The $300 billion Oracle contract—worth many times OpenAI’s current annual revenue—was described by AI critic Gary Marcus as “peak bubble”, while technology commentator Ed Zitron called it “a grotesque attempt to mislead investors”. Both questioned whether OpenAI could possibly fund such a contract, and whether Oracle could even deliver the required capacity on time.
Sceptics point out that the Oracle contract represents future obligations rather than guaranteed income. In fact, much of the AI sector’s expected growth is based on forecasts of demand, not yet on proven, profitable usage.
Oracle, despite its surging stock, will likely have to take on debt to finance the purchase of GPUs and the construction of datacentres. Additionally, it is putting a large chunk of its future revenue on one customer—OpenAI. This could pay off massively if everything goes right, but it can also spell massive problems if it does not.
OpenAI, meanwhile, needs this enormous computing power to push itself into profitability.

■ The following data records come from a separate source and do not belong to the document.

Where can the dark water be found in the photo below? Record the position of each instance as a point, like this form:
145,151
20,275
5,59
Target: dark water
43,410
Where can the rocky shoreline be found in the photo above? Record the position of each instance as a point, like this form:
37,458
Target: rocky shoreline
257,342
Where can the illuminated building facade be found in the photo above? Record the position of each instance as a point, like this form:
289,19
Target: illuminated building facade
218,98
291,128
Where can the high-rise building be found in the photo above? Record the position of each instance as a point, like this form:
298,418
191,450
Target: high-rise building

Before that happens, it runs mostly on future projections and hype. If the roadmap created by OpenAI’s leadership slips, the entire vision will crumble. Additionally, the deal with Nvidia is conditional on construction milestones. Any delays in building datacentres could slow the entire rollout, leaving OpenAI’s ambitions constrained by the physical limits of infrastructure.
The Dream of Abundant Intelligence
A couple of days ago, Sam Altman published on his blog a post titled “Abundant Intelligence,” where he briefly explained the vision of the world where 10 gigawatts of compute can help AI figure out a cure for cancer or give every student on Earth their own personal AI tutor.
Like him or not, but Sam Altman needs to be acknowledged for his ability to sell the dream of abundant intelligence to some of the most powerful people, companies and institutions in the world.
People like Altman, the Silicon Valley overlords, believe that AGI is the culmination of all of humanity’s work. It will be our greatest invention, opening unlimited possibilities and economic growth never before seen in history. They believe this future is just around the corner and merely requires more computing power to realise.
If you come from this perspective, then putting every resource into building AGI is worth it. The short-term issues, like increased emissions or the need to build new power plants to provide gigawatts of power for these new AI datacenters, mean nothing, as the payout will be infinite. After all, AGI is going to solve all our problems, from climate change to fusion power, and make everyone live longer, happier lives.
If, however, we take a cynical perspective, then those recent megadeals are just to prolong the AI hype a little bit longer, to buy time to figure out a profitable business model before the hype fizzles out.
OpenAI—alongside Nvidia, Oracle, Google, Microsoft, Anthropic and others—is making AI an industry too big to fail. AI startups comprise about a third of all startups funded, both globally and in the US. They received 53% of all global venture capital dollars invested in the first half of 2025. And, as Deutsche Bank reports, AI is the only thing keeping the US from recession.
Additionally, AI has become one of the focus points in geopolitics and a key area of competition in the New Cold War between the US and China. Initiatives like the Stargate Project become not just a strategic business project but also a matter of national security.
The vast resources being poured into AI will, sooner or later, have to justify the investment. If everything unfolds as OpenAI plans, we may enter a new golden age for humanity—and some people will become extremely rich along the way. Otherwise, the outcome is unlikely to be pleasant for anyone involved.